Monte said his mission in life is to "teach the more efficient use of raw materials through titanium chemistry."
"I have invented products that solve problems related to materials sustainability as testified by several thousand ACS [American Chemical Society] CAS [Chemical Abstracts Service] abstracted patents filed by others covering the full spectrum of thermoplastic and thermoset polymeric composites — from longer-lasting lipstick to more powerful yet safer plastic-bound explosives," he said. More than 450 ACS abstracts published are "Works by S.J. Monte."
The biggest challenge in his career was solving the "unplanned detonation of RDX/CAB propellant being used to propel the 120-millimeter tank round of the Abrams A-1A tank gun that was killing our military in the absence of enemy fire." As part of the United States Department of Defense's Insensitive Munitions Program, the new propellant was called LOVA, for low vulnerability ammunition.
"As a result of work with my invention titanates, two of my patents were placed under DOD Secrecy Orders for over 15 years and were approved for use in 92 successful IM programs. You learn that the periodic table applies to nitramine explosives or foamed pool floats, and the multiple material challenges present in curbside recycle are solvable applying the chemistry and physics of titanium coupling and catalysis and in situ functionalization of the inorganic and organic materials in the recycled plastics," he said.

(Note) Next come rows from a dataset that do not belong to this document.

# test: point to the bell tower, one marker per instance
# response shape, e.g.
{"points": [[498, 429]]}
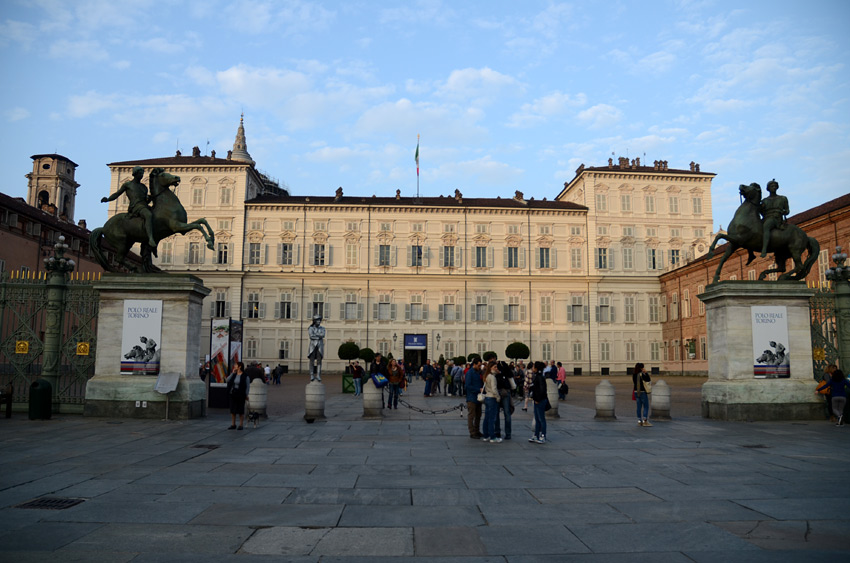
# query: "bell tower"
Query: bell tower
{"points": [[52, 187]]}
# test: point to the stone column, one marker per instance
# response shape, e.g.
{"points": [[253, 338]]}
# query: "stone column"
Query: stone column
{"points": [[732, 391]]}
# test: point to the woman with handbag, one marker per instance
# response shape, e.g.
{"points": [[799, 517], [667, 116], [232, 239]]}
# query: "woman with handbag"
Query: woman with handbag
{"points": [[642, 389], [238, 384]]}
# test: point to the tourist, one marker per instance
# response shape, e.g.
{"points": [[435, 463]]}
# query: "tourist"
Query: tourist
{"points": [[238, 385], [541, 399], [642, 390], [838, 391], [491, 402], [472, 386]]}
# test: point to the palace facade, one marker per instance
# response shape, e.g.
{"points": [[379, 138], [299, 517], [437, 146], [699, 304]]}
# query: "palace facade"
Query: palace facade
{"points": [[576, 278]]}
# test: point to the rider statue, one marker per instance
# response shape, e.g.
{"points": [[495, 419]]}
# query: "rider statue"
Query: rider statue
{"points": [[774, 210], [316, 351], [137, 193]]}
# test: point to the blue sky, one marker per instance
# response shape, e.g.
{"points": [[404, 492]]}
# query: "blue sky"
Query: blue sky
{"points": [[506, 95]]}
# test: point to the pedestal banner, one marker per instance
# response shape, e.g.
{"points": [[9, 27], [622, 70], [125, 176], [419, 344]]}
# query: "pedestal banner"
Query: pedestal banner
{"points": [[142, 332], [771, 349], [219, 352]]}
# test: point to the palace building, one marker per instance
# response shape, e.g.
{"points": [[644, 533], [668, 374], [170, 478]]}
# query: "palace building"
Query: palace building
{"points": [[576, 277]]}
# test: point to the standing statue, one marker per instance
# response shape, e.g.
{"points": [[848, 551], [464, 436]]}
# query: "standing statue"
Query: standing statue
{"points": [[316, 352], [143, 225], [748, 230], [774, 210]]}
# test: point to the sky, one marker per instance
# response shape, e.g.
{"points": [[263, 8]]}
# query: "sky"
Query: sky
{"points": [[505, 95]]}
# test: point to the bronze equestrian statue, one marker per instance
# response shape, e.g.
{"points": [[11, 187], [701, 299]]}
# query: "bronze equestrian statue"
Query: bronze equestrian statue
{"points": [[145, 225], [748, 230]]}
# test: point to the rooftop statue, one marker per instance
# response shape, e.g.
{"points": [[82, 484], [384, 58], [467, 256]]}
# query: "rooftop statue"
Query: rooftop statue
{"points": [[760, 225], [143, 223]]}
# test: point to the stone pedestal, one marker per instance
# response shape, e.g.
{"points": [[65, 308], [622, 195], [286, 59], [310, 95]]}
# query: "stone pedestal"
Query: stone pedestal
{"points": [[732, 392], [109, 393]]}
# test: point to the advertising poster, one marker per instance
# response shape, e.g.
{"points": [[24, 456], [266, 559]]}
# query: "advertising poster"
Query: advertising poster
{"points": [[142, 334], [219, 352], [770, 342]]}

Monte's other career highlights include, but are not limited to: 2015 Business Man of the Year from the Bayonne Chamber of Commerce; past president of the Society of Plastics Engineers' New Jersey section; past chairman of the NYRG-ACS rubber division; board of governors of the Plastics Pioneers Association; lifetime member of the National Defense Industrial Association; past chair and lifetime member of the SPE Thermoplastic Materials and Foams division board of directors.
The Salvatore J. Monte Thermoplastic Materials and Foams division scholarship offers financial assistance to undergraduate and graduate student members of SPE who have an interest in the plastics industry, specifically thermoplastic materials and foams.
His most recent patent, dated Feb. 7, protects nano-titanium surface modification of ordinary Portland cement.
"Once the metal oxides that make up the Portland cement are organotitanium functionalized, the result is: greater compression strength; efflorescence elimination; faster mix cycles; polymer compatibilization with epoxy, hydrocarbons such as oil, asphalt and plastics; prevention of rebar corrosion; more uniform cell structure in cement foam; more flexible structures for improved earthquake resistance; and the creation of ageless and beautiful concrete structures," Monte said in a news release announcing the patent issuance.
Monte has also testified multiple times before Congress on international trade and intellectual property protection, lectured worldwide on titanate and zirconate coupling agents, and written a 340-page Ken-React reference manual with 80,000 copies distributed.